Consider a Planar Motion Mechanism (PMM) test of a ship model in a towing tank. The transverse motion of the model from the centerline of the tank is described by \( y = a_0 \cos(\omega t) \), where \( \omega \) is the angular frequency. The carriage speed is 3 m/s, \( \omega = \frac{\sqrt{3}}{2} \) rad/s, and the maximum drift angle during the test is \( 30^\circ \). The amplitude of oscillation \( a_0 \) lies between ________.

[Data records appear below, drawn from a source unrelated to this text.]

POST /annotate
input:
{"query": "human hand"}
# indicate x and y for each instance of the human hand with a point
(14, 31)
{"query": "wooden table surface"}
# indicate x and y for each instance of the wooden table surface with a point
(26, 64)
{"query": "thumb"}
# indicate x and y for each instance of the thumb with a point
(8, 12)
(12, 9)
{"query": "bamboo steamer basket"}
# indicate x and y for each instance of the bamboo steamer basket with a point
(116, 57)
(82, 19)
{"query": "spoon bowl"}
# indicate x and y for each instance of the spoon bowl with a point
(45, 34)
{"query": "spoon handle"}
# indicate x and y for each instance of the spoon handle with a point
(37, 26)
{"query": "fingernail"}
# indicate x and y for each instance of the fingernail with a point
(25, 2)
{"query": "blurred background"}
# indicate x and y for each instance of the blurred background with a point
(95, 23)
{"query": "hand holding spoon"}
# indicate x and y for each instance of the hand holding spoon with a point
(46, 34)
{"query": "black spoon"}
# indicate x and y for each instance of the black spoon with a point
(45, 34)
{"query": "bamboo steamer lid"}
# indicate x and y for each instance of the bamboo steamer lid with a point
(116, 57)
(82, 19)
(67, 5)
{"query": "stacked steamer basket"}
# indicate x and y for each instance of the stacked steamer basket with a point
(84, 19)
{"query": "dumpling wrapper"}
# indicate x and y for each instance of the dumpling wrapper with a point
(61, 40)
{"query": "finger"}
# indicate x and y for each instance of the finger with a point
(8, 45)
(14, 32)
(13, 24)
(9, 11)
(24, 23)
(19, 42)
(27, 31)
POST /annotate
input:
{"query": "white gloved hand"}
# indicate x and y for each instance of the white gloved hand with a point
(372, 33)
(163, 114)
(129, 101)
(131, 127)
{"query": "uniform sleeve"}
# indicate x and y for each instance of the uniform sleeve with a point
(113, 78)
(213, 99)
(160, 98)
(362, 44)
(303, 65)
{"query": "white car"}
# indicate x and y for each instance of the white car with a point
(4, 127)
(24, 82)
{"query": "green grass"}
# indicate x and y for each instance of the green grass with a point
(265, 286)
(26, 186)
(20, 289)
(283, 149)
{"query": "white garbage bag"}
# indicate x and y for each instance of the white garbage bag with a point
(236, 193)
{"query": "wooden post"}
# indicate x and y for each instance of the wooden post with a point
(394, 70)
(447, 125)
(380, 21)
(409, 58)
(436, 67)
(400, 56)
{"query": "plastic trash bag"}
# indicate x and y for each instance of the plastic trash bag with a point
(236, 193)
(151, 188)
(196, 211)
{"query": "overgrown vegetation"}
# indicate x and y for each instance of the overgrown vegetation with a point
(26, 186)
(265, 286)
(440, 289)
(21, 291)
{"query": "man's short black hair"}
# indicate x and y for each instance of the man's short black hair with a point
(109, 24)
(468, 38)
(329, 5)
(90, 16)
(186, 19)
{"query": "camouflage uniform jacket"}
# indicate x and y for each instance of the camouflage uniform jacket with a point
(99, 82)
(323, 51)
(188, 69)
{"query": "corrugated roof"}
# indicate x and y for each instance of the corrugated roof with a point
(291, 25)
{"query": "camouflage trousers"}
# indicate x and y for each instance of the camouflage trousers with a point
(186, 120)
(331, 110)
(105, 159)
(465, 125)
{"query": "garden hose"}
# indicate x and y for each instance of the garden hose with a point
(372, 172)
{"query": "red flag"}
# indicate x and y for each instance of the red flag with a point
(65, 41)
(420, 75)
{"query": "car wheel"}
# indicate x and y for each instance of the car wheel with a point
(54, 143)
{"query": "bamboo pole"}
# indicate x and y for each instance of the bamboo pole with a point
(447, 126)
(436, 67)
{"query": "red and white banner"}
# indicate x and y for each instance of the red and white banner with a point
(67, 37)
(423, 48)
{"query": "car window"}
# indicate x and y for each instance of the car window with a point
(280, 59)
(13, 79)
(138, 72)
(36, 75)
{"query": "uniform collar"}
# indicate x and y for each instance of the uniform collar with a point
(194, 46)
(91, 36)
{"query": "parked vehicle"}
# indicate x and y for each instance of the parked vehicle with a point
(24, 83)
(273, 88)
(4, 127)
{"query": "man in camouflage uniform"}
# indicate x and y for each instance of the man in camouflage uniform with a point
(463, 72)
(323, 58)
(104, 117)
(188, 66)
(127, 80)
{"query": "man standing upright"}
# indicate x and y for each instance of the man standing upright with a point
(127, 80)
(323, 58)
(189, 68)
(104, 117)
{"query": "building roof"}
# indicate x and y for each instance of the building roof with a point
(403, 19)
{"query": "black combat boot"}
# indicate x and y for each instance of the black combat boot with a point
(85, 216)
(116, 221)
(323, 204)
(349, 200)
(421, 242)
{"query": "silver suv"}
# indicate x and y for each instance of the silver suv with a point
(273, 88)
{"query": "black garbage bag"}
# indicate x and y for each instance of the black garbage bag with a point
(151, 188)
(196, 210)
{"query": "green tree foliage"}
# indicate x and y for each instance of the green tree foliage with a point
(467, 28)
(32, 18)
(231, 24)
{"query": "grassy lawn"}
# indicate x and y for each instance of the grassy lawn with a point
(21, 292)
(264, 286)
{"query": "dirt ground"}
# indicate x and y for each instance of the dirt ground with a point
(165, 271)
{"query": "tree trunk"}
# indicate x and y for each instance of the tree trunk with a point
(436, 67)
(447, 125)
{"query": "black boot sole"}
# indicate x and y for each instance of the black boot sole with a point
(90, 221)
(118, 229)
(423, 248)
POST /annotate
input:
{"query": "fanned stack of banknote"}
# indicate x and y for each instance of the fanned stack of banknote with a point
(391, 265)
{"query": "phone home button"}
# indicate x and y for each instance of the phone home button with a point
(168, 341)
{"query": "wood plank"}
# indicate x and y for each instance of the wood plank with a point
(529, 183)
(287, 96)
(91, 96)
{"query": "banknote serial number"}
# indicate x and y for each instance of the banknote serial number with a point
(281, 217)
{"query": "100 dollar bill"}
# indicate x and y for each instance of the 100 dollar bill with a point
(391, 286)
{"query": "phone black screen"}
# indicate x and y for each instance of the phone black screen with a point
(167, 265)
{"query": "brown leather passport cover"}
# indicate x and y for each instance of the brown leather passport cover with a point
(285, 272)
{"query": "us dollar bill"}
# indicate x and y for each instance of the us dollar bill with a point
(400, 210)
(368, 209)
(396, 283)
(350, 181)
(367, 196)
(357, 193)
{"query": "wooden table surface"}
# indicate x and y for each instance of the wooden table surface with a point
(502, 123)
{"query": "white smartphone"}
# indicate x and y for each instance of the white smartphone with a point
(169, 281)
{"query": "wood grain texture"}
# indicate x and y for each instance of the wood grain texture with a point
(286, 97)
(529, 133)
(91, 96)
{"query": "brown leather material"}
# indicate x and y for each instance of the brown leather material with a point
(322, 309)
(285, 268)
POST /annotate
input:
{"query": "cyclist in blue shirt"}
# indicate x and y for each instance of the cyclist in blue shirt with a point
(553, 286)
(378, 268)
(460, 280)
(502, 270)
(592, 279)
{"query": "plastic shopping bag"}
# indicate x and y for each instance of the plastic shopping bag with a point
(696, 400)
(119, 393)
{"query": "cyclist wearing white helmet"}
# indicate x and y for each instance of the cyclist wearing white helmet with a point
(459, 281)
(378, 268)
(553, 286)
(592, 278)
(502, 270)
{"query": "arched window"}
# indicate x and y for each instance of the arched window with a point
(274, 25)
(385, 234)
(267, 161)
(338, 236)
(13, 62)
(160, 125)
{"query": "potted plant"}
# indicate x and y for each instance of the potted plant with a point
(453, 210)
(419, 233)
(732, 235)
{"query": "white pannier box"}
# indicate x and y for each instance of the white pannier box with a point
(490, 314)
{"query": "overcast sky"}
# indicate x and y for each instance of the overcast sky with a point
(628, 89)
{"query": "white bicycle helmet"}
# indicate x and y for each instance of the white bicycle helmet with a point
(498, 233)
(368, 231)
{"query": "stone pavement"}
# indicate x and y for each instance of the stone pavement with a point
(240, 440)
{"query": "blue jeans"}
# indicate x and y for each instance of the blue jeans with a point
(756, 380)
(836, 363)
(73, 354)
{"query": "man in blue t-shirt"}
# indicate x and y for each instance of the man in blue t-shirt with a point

• A. \( 0.2 { m and } 0.4 { m} \)
• B. \( 0.5 { m and } 0.7 { m} \)
• C. \( 1.0 { m and } 1.2 { m} \)
• D. \( 1.9 { m and } 2.1 { m} \)

Hint:

When dealing with PMM tests, remember that the drift angle is the arctangent of the ratio of lateral to forward velocity. Use max values to find amplitude constraints.

Answer 1

The Correct Option is D

Step 1: Use the formula for drift angle \(\delta\): \[ \tan \delta = \frac{{lateral velocity}}{{forward velocity}} = \frac{a_0 \omega \sin(\omega t)}{U} \] The maximum drift angle occurs when \( \sin(\omega t) = 1 \), so: \[ \tan(30^\circ) = \frac{a_0 \cdot \omega}{3} \quad \Rightarrow \quad \frac{1}{\sqrt{3}} = \frac{a_0 \cdot \frac{\sqrt{3}}{2}}{3} \] Step 2: Solve for \( a_0 \): \[ \frac{1}{\sqrt{3}} = \frac{a_0 \cdot \frac{\sqrt{3}}{2}}{3} \quad \Rightarrow \quad \frac{1}{\sqrt{3}} = \frac{a_0 \cdot \sqrt{3}}{6} \quad \Rightarrow \quad 6 = a_0 \cdot \sqrt{3} \cdot \sqrt{3} \quad \Rightarrow \quad 6 = a_0 \cdot 3 \quad \Rightarrow \quad a_0 = 2 \] So the amplitude \( a_0 \) lies between 1.9 m and 2.1 m.